Ocean Beach Events Web Data Pipeline Project <br>
Christopher Luke <br>
2025 

Background: This project utilizes Python and its libraries to extract community event data from the Ocean Beach MainStreet Association website. The pipeline parses raw HTML into structured datasets; organizing event details such as dates, times, and titles, and outputting them into a Pandas DataFrame for analysis and visualization.

Librarys used: 
<ins>*requests*</ins> - for sending HTTP requests and retrieving HTML information,
<ins>*BeautifulSoup*</ins> - for navigating through HTML information,
<ins>*datetime*</ins> - for handling date and time related information,
<ins>*pandas*</ins> - for organizing tabular data  



In [2]:
import requests 
from bs4 import BeautifulSoup as bs
import pandas as pd 
from datetime import datetime, timedelta

This project is my first attempt to apply what I’ve been learning in Python towards a real-world problem: finding information online, understanding how to extract and organize it, and transforming it into a structured, analyzable dataset. I wanted to start with something small, preferably a single website, yet still challenging and personally useful. With this in mind, I decided to build a pipeline to capture and analyze local events in my community of Ocean Beach, San Diego. I will walk through my thought process during the entire creation cycle, explaining the reasoning behind my decisions.  

To start, I needed a reliable data source. After searching online, I found [Ocean Beach San Diego](https://oceanbeachsandiego.com), which provides event information about Newport Avenue in a monthly calendar format. The URL for the calendar changes each month following a predictable pattern (`/calendar/month/year-month/`). Knowing this, I generated a list of URLs for each month of a year for a sequence of years (I decided on the past three years worth of events) using list comprehensions. With these lists, and by combining them with the Python libraries `requests` and `Beautiful Soup`, I now had a systematic way to iterate through each page, extract the raw HTML, and parse it into a structure I could actually work with.  

Inspecting the HTML revealed that the calendar is structured as a `<table>` containing a `<tbody>`. Each week is represented by a `<tr>` (row), which can contain information about numerical dates and event types for that week, both single-day (`class="single-day"`) and multi-day (`class="multi-day"`) events. Inside each `<tr>` are `<td>` elements representing individual days, which may be empty or contain events - when an event exists, it is enclosed in a `<div class="item">` element, containing the event title (inside an `<a>` tag) and times (inside `<span>` tags).  

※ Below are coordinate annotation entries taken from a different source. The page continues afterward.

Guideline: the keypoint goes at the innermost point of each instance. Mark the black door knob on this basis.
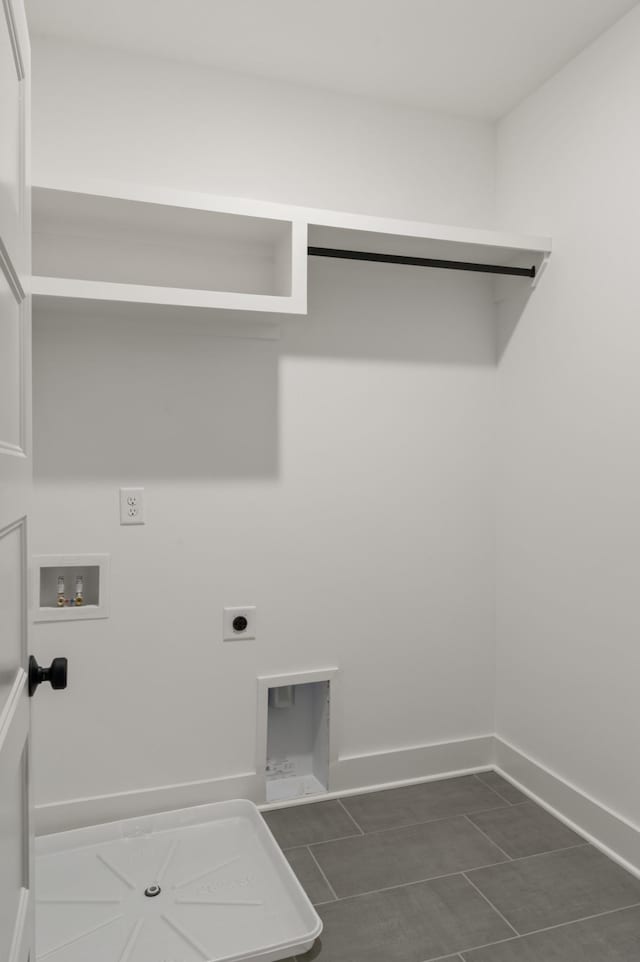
(55, 674)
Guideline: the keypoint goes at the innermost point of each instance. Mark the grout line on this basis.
(319, 867)
(491, 905)
(489, 839)
(345, 809)
(586, 918)
(401, 885)
(339, 838)
(522, 858)
(436, 878)
(549, 928)
(400, 828)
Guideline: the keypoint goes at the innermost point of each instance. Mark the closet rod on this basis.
(420, 261)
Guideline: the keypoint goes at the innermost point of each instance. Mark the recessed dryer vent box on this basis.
(297, 740)
(55, 572)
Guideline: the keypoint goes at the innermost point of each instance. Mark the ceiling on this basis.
(471, 57)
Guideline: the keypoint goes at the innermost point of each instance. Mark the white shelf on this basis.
(135, 245)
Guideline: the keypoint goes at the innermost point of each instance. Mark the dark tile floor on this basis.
(461, 869)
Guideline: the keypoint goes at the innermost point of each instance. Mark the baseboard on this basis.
(616, 836)
(357, 773)
(417, 763)
(613, 834)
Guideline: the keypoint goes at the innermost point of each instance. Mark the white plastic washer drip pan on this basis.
(206, 884)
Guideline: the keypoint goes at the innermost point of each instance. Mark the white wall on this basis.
(569, 402)
(341, 479)
(134, 118)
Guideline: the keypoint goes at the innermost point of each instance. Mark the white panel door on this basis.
(16, 899)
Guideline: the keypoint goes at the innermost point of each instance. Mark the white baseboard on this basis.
(613, 834)
(411, 764)
(608, 831)
(358, 773)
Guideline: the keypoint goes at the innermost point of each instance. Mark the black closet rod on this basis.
(420, 261)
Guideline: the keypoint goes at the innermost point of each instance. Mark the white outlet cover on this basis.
(131, 505)
(229, 633)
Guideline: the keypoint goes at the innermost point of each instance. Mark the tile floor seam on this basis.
(436, 878)
(522, 858)
(402, 885)
(491, 905)
(488, 838)
(585, 918)
(322, 873)
(338, 838)
(398, 828)
(346, 810)
(549, 928)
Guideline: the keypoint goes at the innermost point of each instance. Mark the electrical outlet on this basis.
(239, 624)
(131, 505)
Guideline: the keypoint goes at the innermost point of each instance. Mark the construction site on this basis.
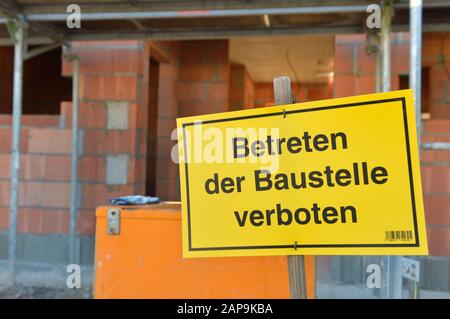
(88, 113)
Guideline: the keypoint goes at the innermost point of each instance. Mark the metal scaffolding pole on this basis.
(18, 30)
(393, 265)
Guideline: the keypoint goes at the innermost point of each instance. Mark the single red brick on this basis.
(366, 62)
(350, 38)
(162, 189)
(49, 141)
(32, 167)
(428, 138)
(195, 108)
(443, 156)
(431, 46)
(437, 126)
(167, 107)
(217, 92)
(57, 168)
(86, 223)
(440, 110)
(365, 84)
(343, 57)
(67, 68)
(217, 51)
(400, 59)
(5, 188)
(437, 209)
(98, 141)
(166, 127)
(133, 119)
(40, 120)
(123, 87)
(428, 156)
(436, 179)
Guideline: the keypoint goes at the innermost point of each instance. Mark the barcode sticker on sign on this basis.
(396, 235)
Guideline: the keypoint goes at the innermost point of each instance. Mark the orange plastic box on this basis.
(138, 255)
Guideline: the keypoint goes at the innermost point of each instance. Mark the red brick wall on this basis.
(436, 187)
(204, 76)
(303, 92)
(436, 56)
(110, 73)
(241, 88)
(45, 167)
(354, 69)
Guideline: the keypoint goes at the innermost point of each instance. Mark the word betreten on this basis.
(294, 144)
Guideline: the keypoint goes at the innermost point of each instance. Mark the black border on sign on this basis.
(408, 155)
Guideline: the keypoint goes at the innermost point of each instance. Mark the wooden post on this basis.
(296, 264)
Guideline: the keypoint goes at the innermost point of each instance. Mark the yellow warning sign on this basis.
(332, 177)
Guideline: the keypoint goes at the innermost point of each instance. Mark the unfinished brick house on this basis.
(132, 90)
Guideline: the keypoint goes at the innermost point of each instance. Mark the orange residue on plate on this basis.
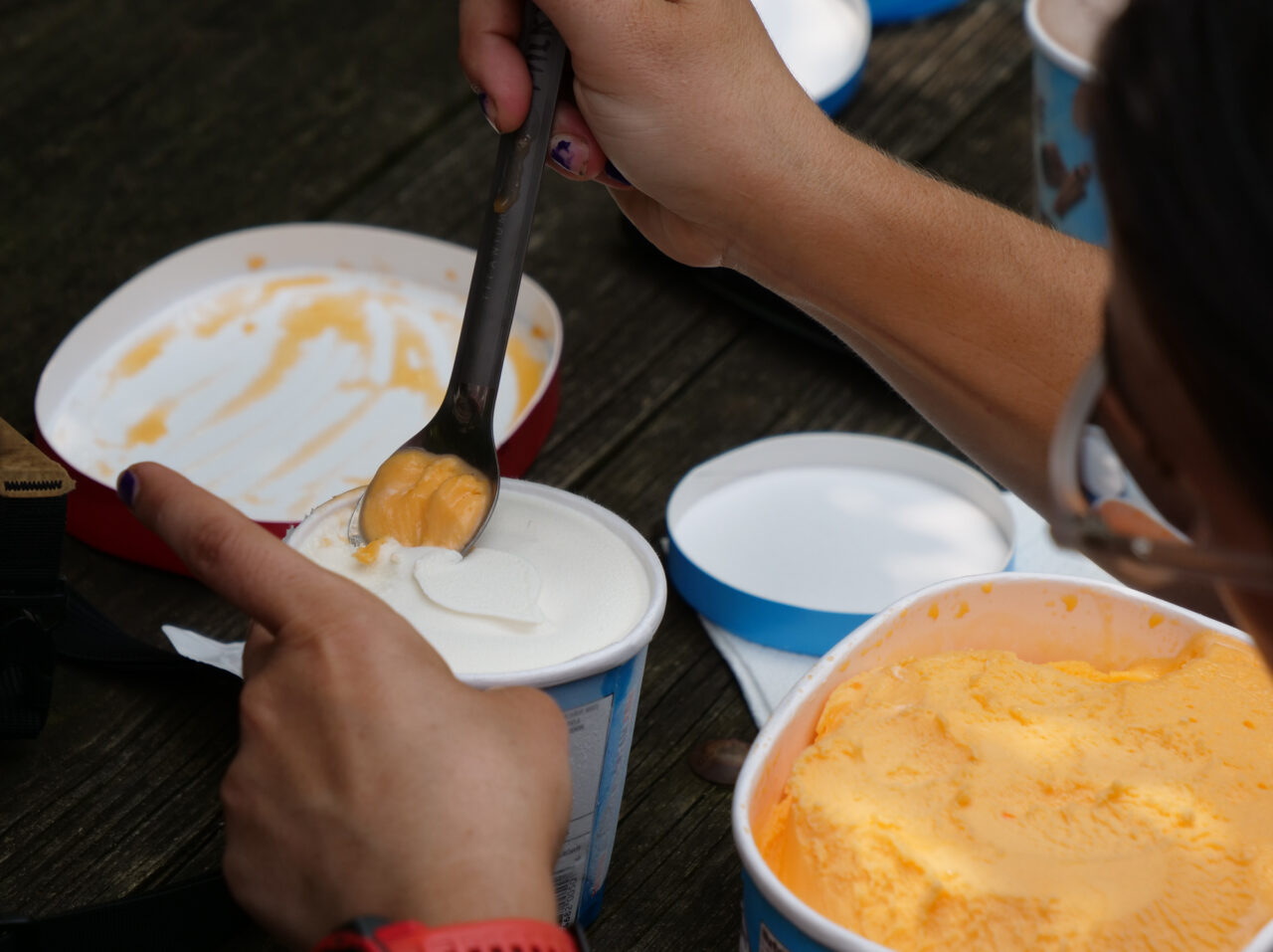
(233, 304)
(325, 438)
(413, 363)
(337, 313)
(150, 428)
(140, 356)
(528, 370)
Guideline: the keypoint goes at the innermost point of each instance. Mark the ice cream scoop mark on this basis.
(485, 582)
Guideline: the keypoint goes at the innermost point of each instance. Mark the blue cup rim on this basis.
(788, 625)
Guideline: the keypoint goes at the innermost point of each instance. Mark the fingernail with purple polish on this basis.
(487, 108)
(615, 173)
(569, 155)
(126, 487)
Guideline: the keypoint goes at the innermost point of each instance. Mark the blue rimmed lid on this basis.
(822, 42)
(898, 10)
(794, 541)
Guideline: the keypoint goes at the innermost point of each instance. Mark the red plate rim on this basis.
(94, 513)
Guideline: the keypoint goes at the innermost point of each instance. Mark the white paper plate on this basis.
(277, 367)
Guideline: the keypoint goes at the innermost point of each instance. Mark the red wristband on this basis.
(371, 934)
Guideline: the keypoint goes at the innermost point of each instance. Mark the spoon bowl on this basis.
(463, 425)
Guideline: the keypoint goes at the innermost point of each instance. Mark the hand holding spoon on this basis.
(450, 470)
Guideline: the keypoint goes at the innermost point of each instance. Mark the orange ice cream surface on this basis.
(422, 499)
(974, 801)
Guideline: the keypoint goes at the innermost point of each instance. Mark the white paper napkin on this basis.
(765, 674)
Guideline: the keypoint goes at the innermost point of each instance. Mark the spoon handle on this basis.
(505, 232)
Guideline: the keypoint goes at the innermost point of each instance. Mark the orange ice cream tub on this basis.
(1162, 856)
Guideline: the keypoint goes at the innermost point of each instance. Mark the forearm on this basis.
(979, 317)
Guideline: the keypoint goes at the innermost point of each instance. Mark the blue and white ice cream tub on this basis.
(794, 541)
(597, 690)
(822, 42)
(1067, 187)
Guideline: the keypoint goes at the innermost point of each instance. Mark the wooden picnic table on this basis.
(128, 130)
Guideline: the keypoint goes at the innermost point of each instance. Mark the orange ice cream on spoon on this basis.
(974, 801)
(422, 499)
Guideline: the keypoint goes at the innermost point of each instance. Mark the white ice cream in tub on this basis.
(559, 593)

From this analysis, I developed my initial strategy: request the HTML for each calendar URL, iterate through the `<tbody>` to find `<tr>` elements for single- and multi-day events, then parse their `<td>` elements if they contained event details. Each event, once extracted, could be stored in a dictionary, and the collection of dictionaries would ultimately be converted into a Pandas DataFrame for analysis.  

This approach worked well for single-day events, but I quickly noticed a problem with multi-day events: they were being recorded multiple times, all with the same start date. To troubleshoot, I went back and inspected the HTML more carefully - that’s when I noticed the role of the `colspan` attribute. Multi-day events weren’t actually listed with separate dates — instead, they were represented by a single start date, with the `colspan` value indicating how many days the event lasted. For example, `colspan=3 data-date=2025-08-12` meant the event ran from August 12th through the 14th. 
At first, my code could not handle this and only captured the given start date - however, once I understood the purpose of `colspan` I had the key to fixing it. My solution was to generate the full date range by creating a sequence that matched the `colspan` value and then extend the event across those days using Python’s `datetime.timedelta`. With this approach, multi-day events were now recorded with the correct span of dates rather than just the same date entry. 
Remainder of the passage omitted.